Possible bug in vacuum redo

Started by Tom Laneabout 24 years ago15 messages
#1Tom Lane
tgl@sss.pgh.pa.us

In the vacuum tuple-chain moving logic, shouldn't the lines that update
the new tuple's t_ctid (vacuum.c lines 1882-1891 in current sources)
be moved up to before the log_heap_move call at line 1866?

It appears to me that as the code stands, log_heap_move will log the new
tuple containing the wrong t_ctid; therefore, if we crash and have to
redo the transaction from WAL, the wrong t_ctid will be restored. No?

regards, tom lane

#2Hiroshi Inoue
Inoue@tpf.co.jp
In reply to: Tom Lane (#1)
Re: Possible bug in vacuum redo

-----Original Message-----
From: Tom Lane

In the vacuum tuple-chain moving logic, shouldn't the lines that update
the new tuple's t_ctid (vacuum.c lines 1882-1891 in current sources)
be moved up to before the log_heap_move call at line 1866?

It appears to me that as the code stands, log_heap_move will log the new
tuple containing the wrong t_ctid; therefore, if we crash and have to
redo the transaction from WAL, the wrong t_ctid will be restored. No?

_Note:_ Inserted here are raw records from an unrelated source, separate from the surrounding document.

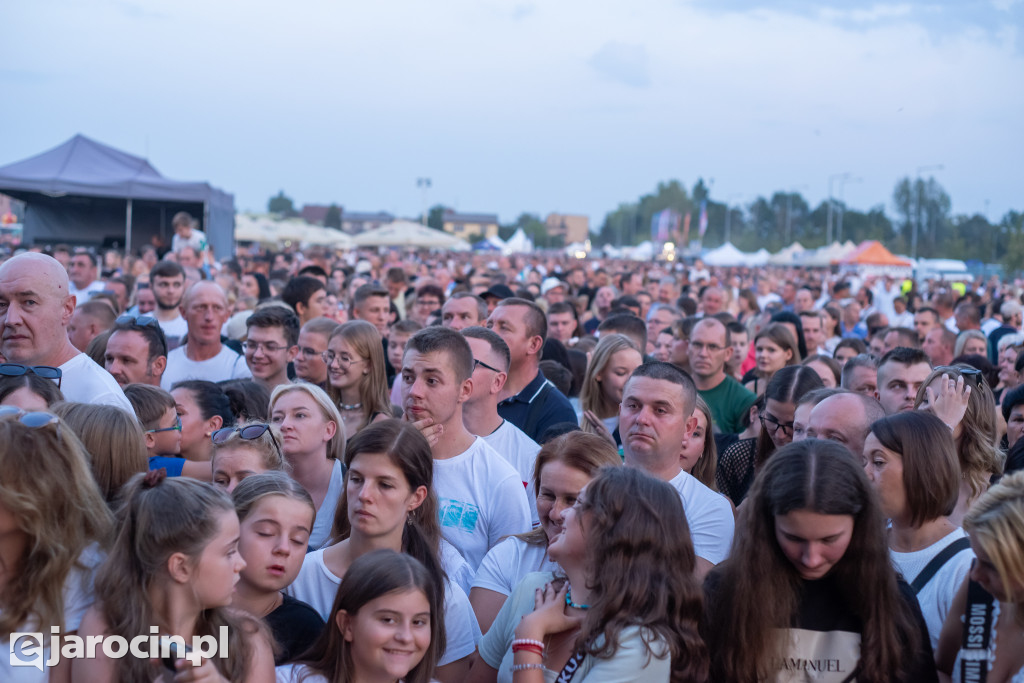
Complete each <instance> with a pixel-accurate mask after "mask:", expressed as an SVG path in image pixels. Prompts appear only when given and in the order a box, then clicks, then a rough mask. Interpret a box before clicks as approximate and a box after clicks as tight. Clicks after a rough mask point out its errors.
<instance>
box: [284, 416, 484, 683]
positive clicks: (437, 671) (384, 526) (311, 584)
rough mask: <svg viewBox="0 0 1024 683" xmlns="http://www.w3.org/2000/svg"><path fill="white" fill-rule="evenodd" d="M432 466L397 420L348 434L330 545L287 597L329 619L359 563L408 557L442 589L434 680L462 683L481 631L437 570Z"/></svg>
mask: <svg viewBox="0 0 1024 683" xmlns="http://www.w3.org/2000/svg"><path fill="white" fill-rule="evenodd" d="M433 462H434V461H433V458H432V456H431V453H430V445H429V444H428V443H427V440H426V438H425V437H424V436H423V435H422V434H421V433H420V432H419V431H418V430H417V429H416V428H415V427H413V426H412V425H411V424H409V423H407V422H402V421H400V420H395V419H393V418H392V419H389V420H384V421H382V422H378V423H375V424H372V425H370V426H369V427H366V428H365V429H362V430H360V431H359V432H358V433H357V434H356V435H355V436H354V437H352V439H351V440H350V441H349V442H348V447H347V449H346V451H345V467H346V478H345V486H344V487H343V489H342V495H341V500H340V501H339V503H338V510H337V514H336V515H335V518H334V528H333V530H332V542H331V545H329V546H327V547H326V548H324V549H323V550H319V551H314V552H312V553H309V554H308V555H306V557H305V560H304V562H303V564H302V569H301V570H300V571H299V575H298V578H297V579H296V580H295V582H294V583H293V584H292V585H291V586H289V587H288V589H286V592H287V593H288V594H289V595H292V596H293V597H295V598H298V599H299V600H302V601H303V602H306V603H308V604H310V605H311V606H312V607H313V608H314V609H316V610H317V611H318V612H321V614H322V615H327V614H328V611H329V605H330V601H331V596H333V595H334V594H335V593H336V592H337V590H338V585H339V583H341V582H342V581H344V577H345V574H346V572H347V571H348V569H349V567H350V566H351V564H352V562H354V561H355V560H356V558H358V557H361V556H362V555H365V554H367V553H369V552H371V551H373V550H378V549H382V548H384V549H389V550H393V551H395V552H402V553H406V554H408V555H412V556H413V557H415V558H416V559H417V560H419V561H420V563H422V564H423V565H424V566H426V567H427V570H428V571H429V572H430V574H431V577H433V579H434V582H435V584H436V586H438V587H441V586H443V587H444V590H443V591H442V593H441V595H442V606H443V607H442V609H443V611H444V614H443V618H442V621H441V622H440V623H441V624H443V626H444V636H445V644H444V646H443V647H441V649H440V653H439V659H438V663H439V667H438V670H437V672H436V677H437V678H438V679H439V680H441V681H444V682H445V683H457V682H459V683H461V681H462V680H463V678H464V677H465V673H466V671H467V670H468V668H469V655H471V654H472V653H473V649H474V646H475V641H476V637H478V634H479V630H478V628H477V627H476V624H475V617H474V616H473V612H472V609H471V608H470V607H469V602H468V600H467V599H466V597H465V594H464V593H463V592H462V590H461V589H459V588H458V587H456V586H454V585H453V584H452V583H451V582H450V581H447V579H446V577H445V574H444V571H443V569H442V566H441V562H440V541H441V532H440V521H439V518H438V512H437V498H436V496H435V495H434V493H433V488H432V484H433ZM460 597H461V601H460V600H459V598H460ZM460 603H461V604H460Z"/></svg>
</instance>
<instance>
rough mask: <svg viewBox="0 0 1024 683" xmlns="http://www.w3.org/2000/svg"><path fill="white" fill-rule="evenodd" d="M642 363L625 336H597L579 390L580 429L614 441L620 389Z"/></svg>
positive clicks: (641, 359)
mask: <svg viewBox="0 0 1024 683" xmlns="http://www.w3.org/2000/svg"><path fill="white" fill-rule="evenodd" d="M642 362H643V355H642V354H641V353H640V349H638V348H637V347H636V344H634V343H633V342H632V341H630V339H629V338H628V337H626V336H624V335H614V334H613V335H605V336H602V337H601V340H600V341H599V342H597V346H596V347H594V353H593V355H592V356H591V359H590V362H589V364H588V366H587V375H586V377H584V380H583V387H582V388H581V389H580V407H581V408H582V409H583V418H582V419H581V420H580V427H581V429H583V430H584V431H585V432H588V433H591V434H600V435H602V436H604V437H605V438H607V439H610V440H614V439H613V437H612V434H614V432H615V430H616V429H617V428H618V403H621V402H623V387H624V386H626V381H627V380H628V379H630V375H632V374H633V371H634V370H636V369H637V368H639V367H640V364H642ZM616 445H617V442H616Z"/></svg>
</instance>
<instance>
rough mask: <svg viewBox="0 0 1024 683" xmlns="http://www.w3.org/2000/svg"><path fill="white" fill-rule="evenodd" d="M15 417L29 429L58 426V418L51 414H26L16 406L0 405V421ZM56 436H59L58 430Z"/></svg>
mask: <svg viewBox="0 0 1024 683" xmlns="http://www.w3.org/2000/svg"><path fill="white" fill-rule="evenodd" d="M15 417H16V418H17V421H18V422H20V423H22V424H23V425H25V426H26V427H29V428H30V429H40V428H42V427H45V426H46V425H59V423H60V418H58V417H57V416H55V415H53V414H52V413H42V412H34V413H27V412H25V411H24V410H22V409H20V408H18V407H16V405H0V420H9V419H11V418H15ZM57 436H58V437H59V436H60V430H59V428H58V429H57Z"/></svg>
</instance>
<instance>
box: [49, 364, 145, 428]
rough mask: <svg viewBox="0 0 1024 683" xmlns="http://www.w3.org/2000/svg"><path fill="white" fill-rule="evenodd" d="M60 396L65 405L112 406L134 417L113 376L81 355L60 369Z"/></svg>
mask: <svg viewBox="0 0 1024 683" xmlns="http://www.w3.org/2000/svg"><path fill="white" fill-rule="evenodd" d="M60 392H61V393H63V395H65V400H68V401H72V402H76V403H96V404H99V405H114V407H115V408H120V409H121V410H122V411H125V412H127V413H128V414H129V415H131V416H133V417H134V415H135V409H133V408H132V407H131V401H129V400H128V397H127V396H125V392H124V391H122V390H121V387H120V386H119V385H118V382H117V380H115V379H114V376H113V375H111V374H110V373H109V372H106V370H105V369H103V368H100V367H99V366H98V365H96V361H95V360H93V359H92V358H90V357H89V356H87V355H86V354H85V353H79V354H78V355H76V356H75V357H73V358H72V359H71V360H69V361H67V362H65V364H63V365H61V366H60Z"/></svg>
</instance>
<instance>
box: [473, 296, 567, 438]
mask: <svg viewBox="0 0 1024 683" xmlns="http://www.w3.org/2000/svg"><path fill="white" fill-rule="evenodd" d="M487 327H488V328H490V329H492V330H494V331H495V332H496V333H498V335H499V336H500V337H501V338H502V339H504V340H505V343H506V344H508V345H509V352H510V354H511V364H510V366H509V378H508V381H506V383H505V389H504V390H503V391H502V394H501V398H502V400H501V402H500V403H499V404H498V414H499V415H500V416H502V418H504V419H505V420H508V421H509V422H511V423H512V424H514V425H515V426H516V427H518V428H519V429H521V430H522V431H524V432H526V435H527V436H529V437H530V438H531V439H534V440H535V441H538V442H540V437H541V435H542V434H543V433H544V432H545V431H546V430H547V429H548V427H551V426H552V425H556V424H558V423H560V422H573V423H574V422H577V417H575V412H574V411H573V410H572V405H571V404H570V403H569V399H568V398H566V397H565V396H564V395H563V394H562V393H561V392H560V391H559V390H558V389H556V388H555V386H554V385H553V384H552V383H551V382H549V381H548V380H547V379H545V377H544V374H543V373H541V369H540V364H541V349H542V348H543V347H544V339H545V338H546V337H547V335H548V321H547V318H546V316H545V314H544V311H543V310H542V309H541V307H540V306H538V305H537V304H536V303H534V302H532V301H526V300H525V299H517V298H511V299H505V300H503V301H501V302H500V303H499V304H498V306H497V307H496V308H495V310H494V312H492V313H490V317H488V318H487Z"/></svg>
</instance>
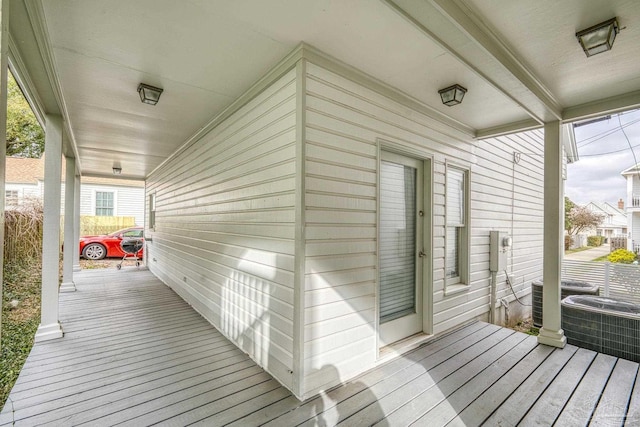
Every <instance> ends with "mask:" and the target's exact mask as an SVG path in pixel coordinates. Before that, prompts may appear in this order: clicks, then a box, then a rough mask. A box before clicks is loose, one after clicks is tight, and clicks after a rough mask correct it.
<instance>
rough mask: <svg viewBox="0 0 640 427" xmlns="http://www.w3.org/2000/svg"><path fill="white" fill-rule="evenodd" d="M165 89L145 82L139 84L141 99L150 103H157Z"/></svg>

AFAIR t_ctid isn't logged in WAL.

regards,
Hiroshi Inoue

#3Tom Lane
tgl@sss.pgh.pa.us
In reply to: Hiroshi Inoue (#2)
Re: Possible bug in vacuum redo

"Hiroshi Inoue" <Inoue@tpf.co.jp> writes:

AFAIR t_ctid isn't logged in WAL.

After looking at the heap_update code I think you are right. Doesn't
that render the field completely useless/unreliable?

In the simple heap_update case I think that heap_xlog_update could
easily set the old tuple's t_ctid field correctly. Not sure how
it works when VACUUM is moving tuple chains around, however.

Another thing I am currently looking at is that I do not believe VACUUM
handles tuple chain moves correctly. It only enters the chain-moving
logic if it finds a tuple that is in the *middle* of an update chain,
ie, both the prior and next tuples still exist. In the case of a
two-element update chain (only the latest and next-to-latest tuples of
a row survive VACUUM), AFAICT vacuum will happily move the latest tuple
without ever updating the previous tuple's t_ctid.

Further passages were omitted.